A cura dell’Ufficio Stampa
uff.stampa@confartigianatofc.it

Clima di grande partecipazione e familiarità ”dal basso”, all’incontro tra Direttivo di Confartigianto Cesena e Giunta comunale al gran completo con il Sindaco e i sette Assessori a ragionare tutti insieme di sviluppo, con la sala disposta a cerchio e abolizione del tavolo dei relatori. 

Dopo il Sindaco ogni Assessore si è presentato illustrando le deleghe ricevute con una generalizzata grande disponibilità all’ascolto in una apprezzata collegialità e logica di gruppo.

Stessa logica di gruppo che ha fortemente trasmesso il gruppo dirigente di Confartigiato. Ogni Consigliere si è presentato evidenziando ruolo e provenienza territoriale, aggiungendo i temi di maggiore interesse da parte di ognuno: ne è venuto fuori un quadro molto variegato di idee e temi da approfondire in altri momenti dedicati.

Questa disponibilità al confronto delle idee, senza spirito di rivendicazione ma in chiave propositiva e con l’obiettivo di lavorare per il bene comune della nostra comunità, è stato molto apprezzato da Sindaco e Giunta.

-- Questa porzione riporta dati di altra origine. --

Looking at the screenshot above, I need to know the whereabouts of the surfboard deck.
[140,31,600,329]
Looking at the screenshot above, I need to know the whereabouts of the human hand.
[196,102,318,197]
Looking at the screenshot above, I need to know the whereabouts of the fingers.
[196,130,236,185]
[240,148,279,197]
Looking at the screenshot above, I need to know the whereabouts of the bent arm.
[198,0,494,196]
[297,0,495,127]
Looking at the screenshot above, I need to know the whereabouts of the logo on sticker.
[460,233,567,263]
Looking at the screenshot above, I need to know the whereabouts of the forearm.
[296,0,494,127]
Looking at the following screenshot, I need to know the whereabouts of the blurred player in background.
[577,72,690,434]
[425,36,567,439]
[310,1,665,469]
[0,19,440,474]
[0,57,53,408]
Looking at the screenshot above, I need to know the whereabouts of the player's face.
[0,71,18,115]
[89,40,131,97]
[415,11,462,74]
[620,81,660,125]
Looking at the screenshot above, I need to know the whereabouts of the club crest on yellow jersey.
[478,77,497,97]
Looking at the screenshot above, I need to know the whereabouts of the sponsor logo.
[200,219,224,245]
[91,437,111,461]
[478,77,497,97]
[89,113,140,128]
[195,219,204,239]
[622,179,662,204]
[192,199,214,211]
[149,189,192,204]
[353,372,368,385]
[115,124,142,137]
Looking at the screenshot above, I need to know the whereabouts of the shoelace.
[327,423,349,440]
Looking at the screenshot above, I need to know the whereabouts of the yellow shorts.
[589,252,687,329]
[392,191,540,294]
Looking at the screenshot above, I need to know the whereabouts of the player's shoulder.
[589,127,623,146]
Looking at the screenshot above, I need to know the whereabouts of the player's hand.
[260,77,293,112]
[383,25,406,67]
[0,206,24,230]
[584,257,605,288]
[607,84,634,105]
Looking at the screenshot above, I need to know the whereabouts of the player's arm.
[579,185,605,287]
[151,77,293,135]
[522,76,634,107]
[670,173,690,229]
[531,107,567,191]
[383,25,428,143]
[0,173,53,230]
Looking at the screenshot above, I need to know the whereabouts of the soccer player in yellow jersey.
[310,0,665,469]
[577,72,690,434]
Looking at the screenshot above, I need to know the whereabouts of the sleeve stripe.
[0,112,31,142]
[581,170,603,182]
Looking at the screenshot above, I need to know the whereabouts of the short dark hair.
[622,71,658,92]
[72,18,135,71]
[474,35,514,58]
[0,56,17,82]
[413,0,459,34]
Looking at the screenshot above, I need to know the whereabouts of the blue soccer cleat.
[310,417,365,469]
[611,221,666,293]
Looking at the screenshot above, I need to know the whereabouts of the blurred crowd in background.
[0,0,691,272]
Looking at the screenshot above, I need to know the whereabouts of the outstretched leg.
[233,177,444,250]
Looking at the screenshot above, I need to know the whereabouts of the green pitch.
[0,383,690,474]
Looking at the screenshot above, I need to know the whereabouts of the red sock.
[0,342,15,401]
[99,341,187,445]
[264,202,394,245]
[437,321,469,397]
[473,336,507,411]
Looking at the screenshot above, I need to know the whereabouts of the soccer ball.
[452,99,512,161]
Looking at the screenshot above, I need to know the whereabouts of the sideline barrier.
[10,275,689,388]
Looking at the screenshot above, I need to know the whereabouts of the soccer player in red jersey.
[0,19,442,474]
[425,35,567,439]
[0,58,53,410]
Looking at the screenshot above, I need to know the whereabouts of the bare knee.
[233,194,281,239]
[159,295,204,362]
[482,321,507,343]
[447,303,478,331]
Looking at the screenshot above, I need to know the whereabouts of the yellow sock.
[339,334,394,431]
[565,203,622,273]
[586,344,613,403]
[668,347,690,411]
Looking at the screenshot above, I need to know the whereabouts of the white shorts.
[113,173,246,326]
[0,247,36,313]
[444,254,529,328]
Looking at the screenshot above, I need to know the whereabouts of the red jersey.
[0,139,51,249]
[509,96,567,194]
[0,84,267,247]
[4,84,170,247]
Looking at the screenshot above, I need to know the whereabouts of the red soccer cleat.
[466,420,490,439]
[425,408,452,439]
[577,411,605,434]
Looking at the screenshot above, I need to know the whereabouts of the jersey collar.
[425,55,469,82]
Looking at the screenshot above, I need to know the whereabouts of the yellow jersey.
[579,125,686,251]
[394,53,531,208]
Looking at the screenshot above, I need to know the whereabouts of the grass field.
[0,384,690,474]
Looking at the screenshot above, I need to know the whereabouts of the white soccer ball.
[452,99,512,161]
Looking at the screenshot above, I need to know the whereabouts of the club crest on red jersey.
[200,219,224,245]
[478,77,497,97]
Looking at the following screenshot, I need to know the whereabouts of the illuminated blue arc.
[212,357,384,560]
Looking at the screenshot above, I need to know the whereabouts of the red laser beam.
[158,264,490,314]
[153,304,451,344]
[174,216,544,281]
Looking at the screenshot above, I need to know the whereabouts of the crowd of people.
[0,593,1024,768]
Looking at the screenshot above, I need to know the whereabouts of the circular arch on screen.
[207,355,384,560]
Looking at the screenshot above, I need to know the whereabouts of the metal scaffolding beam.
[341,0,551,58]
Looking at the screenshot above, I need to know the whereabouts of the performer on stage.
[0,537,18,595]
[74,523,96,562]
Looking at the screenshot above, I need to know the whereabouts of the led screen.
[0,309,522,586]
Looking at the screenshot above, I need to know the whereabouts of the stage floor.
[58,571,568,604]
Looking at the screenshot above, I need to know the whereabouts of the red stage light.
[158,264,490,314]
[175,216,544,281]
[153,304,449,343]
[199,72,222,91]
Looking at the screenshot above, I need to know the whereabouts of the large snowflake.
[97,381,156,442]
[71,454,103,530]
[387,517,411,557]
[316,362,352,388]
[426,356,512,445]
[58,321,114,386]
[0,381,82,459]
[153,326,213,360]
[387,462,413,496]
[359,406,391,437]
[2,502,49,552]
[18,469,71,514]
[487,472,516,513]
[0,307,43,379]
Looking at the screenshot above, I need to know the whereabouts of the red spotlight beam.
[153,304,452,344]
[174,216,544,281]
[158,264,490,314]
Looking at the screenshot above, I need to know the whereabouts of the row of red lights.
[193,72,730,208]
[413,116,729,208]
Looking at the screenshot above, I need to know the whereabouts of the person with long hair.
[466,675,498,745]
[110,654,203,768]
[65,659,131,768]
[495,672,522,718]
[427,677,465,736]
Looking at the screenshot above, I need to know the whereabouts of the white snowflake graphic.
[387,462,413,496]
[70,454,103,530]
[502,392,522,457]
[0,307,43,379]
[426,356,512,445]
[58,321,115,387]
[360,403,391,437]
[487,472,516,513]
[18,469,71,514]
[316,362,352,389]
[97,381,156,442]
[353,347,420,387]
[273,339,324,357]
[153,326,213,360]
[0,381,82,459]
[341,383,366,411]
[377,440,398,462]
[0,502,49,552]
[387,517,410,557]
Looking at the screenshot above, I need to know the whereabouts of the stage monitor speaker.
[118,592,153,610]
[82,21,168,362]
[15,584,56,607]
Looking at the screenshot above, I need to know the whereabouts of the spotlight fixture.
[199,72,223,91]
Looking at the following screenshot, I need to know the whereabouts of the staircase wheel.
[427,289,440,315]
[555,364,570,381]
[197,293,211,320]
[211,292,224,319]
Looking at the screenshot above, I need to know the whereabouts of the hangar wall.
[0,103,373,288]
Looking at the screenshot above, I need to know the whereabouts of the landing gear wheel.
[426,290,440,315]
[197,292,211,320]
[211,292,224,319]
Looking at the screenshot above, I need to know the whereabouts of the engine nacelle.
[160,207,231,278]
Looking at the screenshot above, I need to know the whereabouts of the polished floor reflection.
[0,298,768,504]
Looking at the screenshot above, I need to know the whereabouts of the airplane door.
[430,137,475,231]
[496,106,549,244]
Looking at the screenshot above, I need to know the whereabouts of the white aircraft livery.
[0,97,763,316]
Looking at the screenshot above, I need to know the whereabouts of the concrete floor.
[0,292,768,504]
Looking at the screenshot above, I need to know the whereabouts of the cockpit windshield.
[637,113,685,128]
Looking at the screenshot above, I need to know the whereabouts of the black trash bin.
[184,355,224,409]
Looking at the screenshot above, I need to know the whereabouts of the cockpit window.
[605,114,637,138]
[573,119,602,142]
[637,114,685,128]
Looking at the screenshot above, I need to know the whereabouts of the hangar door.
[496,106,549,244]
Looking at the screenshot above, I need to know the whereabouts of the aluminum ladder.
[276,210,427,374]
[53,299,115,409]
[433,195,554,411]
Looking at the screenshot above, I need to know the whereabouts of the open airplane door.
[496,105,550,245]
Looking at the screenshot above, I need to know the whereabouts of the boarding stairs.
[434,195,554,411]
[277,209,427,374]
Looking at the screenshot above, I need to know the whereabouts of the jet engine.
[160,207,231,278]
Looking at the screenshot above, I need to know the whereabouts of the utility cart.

Il concetto chiave emerso negli interventi dei dirigenti di Confartigianato, che tiene come base del confronto il suo manifesto 5 proposte, 5 anni per agire, è che l’amministrazione comunale non può essere chiamata a gestire direttamente ogni problema, anche quelli di cui non ha né delega né risorse. Deve semmai fare da regìa, da facilitatore e da connettore, per favorire collaborazioni a rete tra i vari attori economico-sociali.

Quindi al Sindaco e agli Assessori sono state presentate idee e progetti in più ambiti in cui l’ente pubblico può svolgere questo ruolo, fra le quali spiccano quella di favorire appalti a km zero, la semplificazione normativa e l’omogeneizzazione territoriale dei regolamenti e investire sul futuro con un Patto Territoriale specifico per i giovani.

Altro punto cruciale del manifesto: contribuire allo sviluppo di un nuovo welfare di comunità attraverso reti di istituzioni pubbliche, fondazioni, associazioni datoriali, sindacati, soggetti del terzo settore e fornitori di servizi.